By David Sirota, Founder & CEO, ROLLIN
There's a field on Google Maps called "Wheelchair Accessible." It's a yes or a no. Sometimes it's filled in. Most of the time, it's wrong.
A friend of mine — a wheelchair user — told me he once drove forty minutes to a restaurant that Google marked as wheelchair accessible. When he got there, there were three steps at the entrance. No ramp. The host offered to "help carry him in."
That's not accessibility. That's a checkbox someone clicked in 2019 and never looked at again.

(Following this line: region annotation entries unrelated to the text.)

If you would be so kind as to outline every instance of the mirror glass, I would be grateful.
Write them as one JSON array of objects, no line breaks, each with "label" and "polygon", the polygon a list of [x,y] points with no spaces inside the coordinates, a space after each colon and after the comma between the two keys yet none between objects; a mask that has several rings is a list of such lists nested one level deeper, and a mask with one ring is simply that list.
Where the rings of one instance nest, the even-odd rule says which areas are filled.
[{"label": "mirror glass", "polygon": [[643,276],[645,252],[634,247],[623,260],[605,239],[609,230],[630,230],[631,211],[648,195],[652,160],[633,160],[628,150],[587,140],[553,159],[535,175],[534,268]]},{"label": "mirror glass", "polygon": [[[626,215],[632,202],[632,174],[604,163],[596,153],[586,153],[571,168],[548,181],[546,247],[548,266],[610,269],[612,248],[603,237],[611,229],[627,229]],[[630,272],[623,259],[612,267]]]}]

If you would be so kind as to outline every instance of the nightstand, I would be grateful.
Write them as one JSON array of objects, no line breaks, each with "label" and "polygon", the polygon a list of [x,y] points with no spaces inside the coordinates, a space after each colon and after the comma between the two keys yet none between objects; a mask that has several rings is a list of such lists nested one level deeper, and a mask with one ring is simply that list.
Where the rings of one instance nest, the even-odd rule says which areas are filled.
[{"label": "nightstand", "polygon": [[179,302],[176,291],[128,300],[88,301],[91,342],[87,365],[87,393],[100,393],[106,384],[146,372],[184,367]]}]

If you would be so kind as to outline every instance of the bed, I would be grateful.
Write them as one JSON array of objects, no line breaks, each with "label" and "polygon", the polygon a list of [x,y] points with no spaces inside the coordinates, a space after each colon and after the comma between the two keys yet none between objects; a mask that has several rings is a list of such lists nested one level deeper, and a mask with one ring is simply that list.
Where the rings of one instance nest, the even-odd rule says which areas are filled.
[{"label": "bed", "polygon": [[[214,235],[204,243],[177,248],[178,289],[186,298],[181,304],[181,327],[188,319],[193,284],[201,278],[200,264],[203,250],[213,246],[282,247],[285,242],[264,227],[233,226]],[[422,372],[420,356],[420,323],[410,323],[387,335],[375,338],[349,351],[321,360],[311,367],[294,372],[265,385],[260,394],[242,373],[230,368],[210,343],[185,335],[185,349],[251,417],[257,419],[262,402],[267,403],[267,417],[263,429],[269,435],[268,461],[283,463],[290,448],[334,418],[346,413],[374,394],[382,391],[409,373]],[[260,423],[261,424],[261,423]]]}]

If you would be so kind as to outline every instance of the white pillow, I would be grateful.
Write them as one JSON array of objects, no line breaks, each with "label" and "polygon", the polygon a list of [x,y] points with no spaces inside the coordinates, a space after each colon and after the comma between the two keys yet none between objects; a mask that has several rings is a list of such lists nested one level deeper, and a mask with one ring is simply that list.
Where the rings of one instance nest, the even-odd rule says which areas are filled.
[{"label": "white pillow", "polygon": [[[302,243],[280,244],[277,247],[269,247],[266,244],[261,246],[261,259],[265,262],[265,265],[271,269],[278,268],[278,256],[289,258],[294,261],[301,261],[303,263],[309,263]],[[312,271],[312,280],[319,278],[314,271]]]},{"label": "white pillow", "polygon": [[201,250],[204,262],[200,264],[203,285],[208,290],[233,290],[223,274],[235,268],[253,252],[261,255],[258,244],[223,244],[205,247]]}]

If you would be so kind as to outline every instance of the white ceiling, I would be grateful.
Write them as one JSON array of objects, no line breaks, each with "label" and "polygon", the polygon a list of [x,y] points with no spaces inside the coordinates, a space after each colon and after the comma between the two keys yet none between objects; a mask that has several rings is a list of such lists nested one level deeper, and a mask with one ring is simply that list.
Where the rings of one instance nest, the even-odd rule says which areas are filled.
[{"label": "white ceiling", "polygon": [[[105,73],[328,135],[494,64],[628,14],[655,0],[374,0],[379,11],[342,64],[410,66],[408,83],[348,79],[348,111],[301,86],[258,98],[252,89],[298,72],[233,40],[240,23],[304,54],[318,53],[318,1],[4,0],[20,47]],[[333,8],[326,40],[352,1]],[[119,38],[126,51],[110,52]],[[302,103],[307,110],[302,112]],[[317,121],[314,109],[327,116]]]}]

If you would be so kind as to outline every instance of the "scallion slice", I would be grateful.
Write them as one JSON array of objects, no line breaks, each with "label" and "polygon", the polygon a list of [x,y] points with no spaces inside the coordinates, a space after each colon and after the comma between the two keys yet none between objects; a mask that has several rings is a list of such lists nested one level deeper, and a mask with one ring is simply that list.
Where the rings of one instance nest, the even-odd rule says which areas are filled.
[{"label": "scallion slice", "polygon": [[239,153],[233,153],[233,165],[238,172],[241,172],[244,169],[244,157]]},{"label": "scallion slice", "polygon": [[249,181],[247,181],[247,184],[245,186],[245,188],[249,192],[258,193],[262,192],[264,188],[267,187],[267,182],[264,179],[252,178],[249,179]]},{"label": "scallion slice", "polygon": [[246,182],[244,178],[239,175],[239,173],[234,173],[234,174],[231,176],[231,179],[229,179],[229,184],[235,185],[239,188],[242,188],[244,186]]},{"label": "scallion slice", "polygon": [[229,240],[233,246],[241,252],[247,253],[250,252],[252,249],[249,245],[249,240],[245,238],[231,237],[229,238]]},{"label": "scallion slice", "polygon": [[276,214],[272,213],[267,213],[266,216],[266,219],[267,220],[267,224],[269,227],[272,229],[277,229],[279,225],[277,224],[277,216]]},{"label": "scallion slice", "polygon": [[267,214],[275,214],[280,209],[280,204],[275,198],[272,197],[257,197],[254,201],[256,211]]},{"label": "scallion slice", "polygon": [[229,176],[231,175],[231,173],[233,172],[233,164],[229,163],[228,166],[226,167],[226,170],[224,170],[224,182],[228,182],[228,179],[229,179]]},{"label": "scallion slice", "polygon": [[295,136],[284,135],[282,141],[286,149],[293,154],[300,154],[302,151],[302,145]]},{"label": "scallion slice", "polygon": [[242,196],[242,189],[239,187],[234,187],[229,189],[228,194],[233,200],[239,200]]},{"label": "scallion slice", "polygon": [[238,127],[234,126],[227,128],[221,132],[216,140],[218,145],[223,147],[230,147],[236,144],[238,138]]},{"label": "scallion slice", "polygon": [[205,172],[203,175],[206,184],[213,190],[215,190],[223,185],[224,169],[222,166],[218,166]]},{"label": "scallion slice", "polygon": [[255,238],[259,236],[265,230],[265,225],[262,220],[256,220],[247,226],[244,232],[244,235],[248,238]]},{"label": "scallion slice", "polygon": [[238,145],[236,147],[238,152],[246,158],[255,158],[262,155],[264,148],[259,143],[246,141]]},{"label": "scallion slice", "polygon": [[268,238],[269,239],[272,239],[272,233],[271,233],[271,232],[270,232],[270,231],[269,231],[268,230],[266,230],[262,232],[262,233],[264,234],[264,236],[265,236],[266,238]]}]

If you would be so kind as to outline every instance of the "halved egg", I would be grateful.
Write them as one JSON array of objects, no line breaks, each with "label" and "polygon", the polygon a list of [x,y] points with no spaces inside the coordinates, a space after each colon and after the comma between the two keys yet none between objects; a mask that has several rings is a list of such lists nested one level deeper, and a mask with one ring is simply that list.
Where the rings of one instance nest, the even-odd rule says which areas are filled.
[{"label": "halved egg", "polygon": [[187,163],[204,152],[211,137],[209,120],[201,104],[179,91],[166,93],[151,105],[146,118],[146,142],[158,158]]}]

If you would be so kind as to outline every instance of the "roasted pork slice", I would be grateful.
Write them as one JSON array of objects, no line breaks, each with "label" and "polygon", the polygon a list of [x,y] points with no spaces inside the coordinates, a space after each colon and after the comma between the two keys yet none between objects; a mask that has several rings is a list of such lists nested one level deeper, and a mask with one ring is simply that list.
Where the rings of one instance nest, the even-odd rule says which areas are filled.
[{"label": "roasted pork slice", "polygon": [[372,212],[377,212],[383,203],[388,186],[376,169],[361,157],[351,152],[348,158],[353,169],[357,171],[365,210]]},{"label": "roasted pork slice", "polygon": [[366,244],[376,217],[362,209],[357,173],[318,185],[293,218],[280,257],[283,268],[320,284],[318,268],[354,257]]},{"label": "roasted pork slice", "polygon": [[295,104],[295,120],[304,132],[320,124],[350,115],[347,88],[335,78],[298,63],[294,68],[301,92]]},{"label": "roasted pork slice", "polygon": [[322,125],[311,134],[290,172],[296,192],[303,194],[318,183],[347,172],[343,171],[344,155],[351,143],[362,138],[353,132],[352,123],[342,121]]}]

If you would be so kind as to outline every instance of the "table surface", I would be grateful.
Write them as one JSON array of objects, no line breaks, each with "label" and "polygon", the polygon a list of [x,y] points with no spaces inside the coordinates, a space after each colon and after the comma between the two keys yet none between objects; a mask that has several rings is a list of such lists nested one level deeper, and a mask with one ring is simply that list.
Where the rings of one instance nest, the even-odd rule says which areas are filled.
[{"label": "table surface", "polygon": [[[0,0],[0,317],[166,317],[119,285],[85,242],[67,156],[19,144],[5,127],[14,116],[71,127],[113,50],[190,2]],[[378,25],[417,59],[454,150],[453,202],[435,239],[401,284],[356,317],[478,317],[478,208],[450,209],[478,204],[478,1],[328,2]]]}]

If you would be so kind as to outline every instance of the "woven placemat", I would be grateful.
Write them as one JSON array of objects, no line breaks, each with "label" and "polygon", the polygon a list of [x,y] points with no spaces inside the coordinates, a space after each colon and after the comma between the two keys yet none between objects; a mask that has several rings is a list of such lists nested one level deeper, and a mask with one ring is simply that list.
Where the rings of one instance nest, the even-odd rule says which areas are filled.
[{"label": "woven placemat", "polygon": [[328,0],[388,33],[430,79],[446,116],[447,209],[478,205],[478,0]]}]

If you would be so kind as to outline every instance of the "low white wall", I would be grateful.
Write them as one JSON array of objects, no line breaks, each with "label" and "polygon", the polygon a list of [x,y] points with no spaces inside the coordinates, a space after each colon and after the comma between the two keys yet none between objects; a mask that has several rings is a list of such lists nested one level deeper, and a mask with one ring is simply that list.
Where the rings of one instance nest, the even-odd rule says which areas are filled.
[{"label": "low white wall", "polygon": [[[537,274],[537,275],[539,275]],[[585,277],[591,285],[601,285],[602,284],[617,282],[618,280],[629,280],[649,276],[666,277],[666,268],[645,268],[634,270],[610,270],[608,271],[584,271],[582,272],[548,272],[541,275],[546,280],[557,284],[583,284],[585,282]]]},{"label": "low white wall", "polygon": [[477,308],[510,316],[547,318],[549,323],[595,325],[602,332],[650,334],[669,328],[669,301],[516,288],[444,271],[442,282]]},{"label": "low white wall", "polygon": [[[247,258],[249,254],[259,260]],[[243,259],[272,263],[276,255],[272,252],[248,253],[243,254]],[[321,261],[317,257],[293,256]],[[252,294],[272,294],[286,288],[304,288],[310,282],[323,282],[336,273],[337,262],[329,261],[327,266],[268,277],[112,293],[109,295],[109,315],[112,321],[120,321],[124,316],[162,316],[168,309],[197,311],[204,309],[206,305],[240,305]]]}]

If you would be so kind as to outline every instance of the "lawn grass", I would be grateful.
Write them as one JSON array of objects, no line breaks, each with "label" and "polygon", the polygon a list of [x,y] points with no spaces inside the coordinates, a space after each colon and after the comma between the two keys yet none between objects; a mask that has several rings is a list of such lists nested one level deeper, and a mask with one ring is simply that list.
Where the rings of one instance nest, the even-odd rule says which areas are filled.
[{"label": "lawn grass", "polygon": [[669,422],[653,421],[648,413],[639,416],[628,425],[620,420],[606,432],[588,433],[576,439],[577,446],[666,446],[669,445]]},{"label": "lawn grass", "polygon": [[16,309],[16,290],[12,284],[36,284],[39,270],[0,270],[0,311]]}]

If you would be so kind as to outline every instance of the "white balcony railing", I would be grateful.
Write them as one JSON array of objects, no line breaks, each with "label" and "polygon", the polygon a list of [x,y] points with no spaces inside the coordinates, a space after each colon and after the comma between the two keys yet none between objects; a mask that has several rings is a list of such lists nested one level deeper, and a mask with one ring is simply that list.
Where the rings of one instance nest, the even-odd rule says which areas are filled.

And here's the thing nobody in tech wants to admit: almost every accessibility solution on the market today works the same way. Binary. Yes or no. Accessible or not. A single field in a database that flattens a deeply physical, deeply personal experience into one bit of information.
That's not a data problem. That's an intelligence problem. And we're about to find out just how badly it's broken.
The Agent Age Is Coming. Accessibility Data Isn't Ready.
In the next two years, the way humans interact with information will fundamentally change. AI agents — running on frameworks like Claude's MCP protocol, embedded in apps and assistants — will increasingly make decisions on our behalf. They'll book restaurants, plan trips, recommend venues, and coordinate logistics.
When your AI assistant books dinner for you, it's going to pull from whatever data is available. Right now, the best it can do is read a binary checkbox from a mapping API and hope it's accurate.
For most people, a wrong restaurant recommendation means a mildly disappointing evening. For a wheelchair user, it means getting to the door and not being able to get inside.
The gap isn't that AI agents don't care about accessibility. The gap is that accessibility intelligence doesn't exist in a form agents can consume. There's no structured, scored, verified data layer that an AI can query and trust. There's no API that returns "this restaurant has level entry, an accessible restroom, wide aisles, and a score of 84 out of 100 based on multi-source verification."
Until now.
Accessibility Is Not an App. It's a Data Layer.
I built ROLLIN because my father has FSHD — facioscapulohumeral muscular dystrophy. Taking him out to dinner shouldn't require a phone call, a Google Street View investigation, and a prayer. But it does. Every time.
The insight that changed everything for me wasn't "someone should build an accessibility app." It was this: accessibility needs to become infrastructure. Not an app you download. Not a directory you browse. A data layer that lives underneath every app, every agent, every platform that touches the physical world.
Think about how weather data works. You don't go to one weather app. Weather data is an intelligence layer — structured, scored, constantly updated — that powers thousands of applications. Your calendar uses it. Your airline uses it. Your smart home uses it.
Physical accessibility data should work the same way. Structured. Scored. Verified. Available everywhere.
That's what ROLLIN is.
What We Built
ROLLIN is an accessibility intelligence platform. We score 105,000+ restaurants across 15 states on a 0–100 scale using weighted physical factors — wheelchair entry, accessible restrooms, level pathways, wide aisles, parking, elevators, and more.
But the score is only the surface. Underneath it is a signal-processing engine that combines multiple data sources, applies trust-weighted community verification, and uses a graduated confidence system that refuses to inflate scores when data is incomplete. We'd rather show honest uncertainty than false confidence.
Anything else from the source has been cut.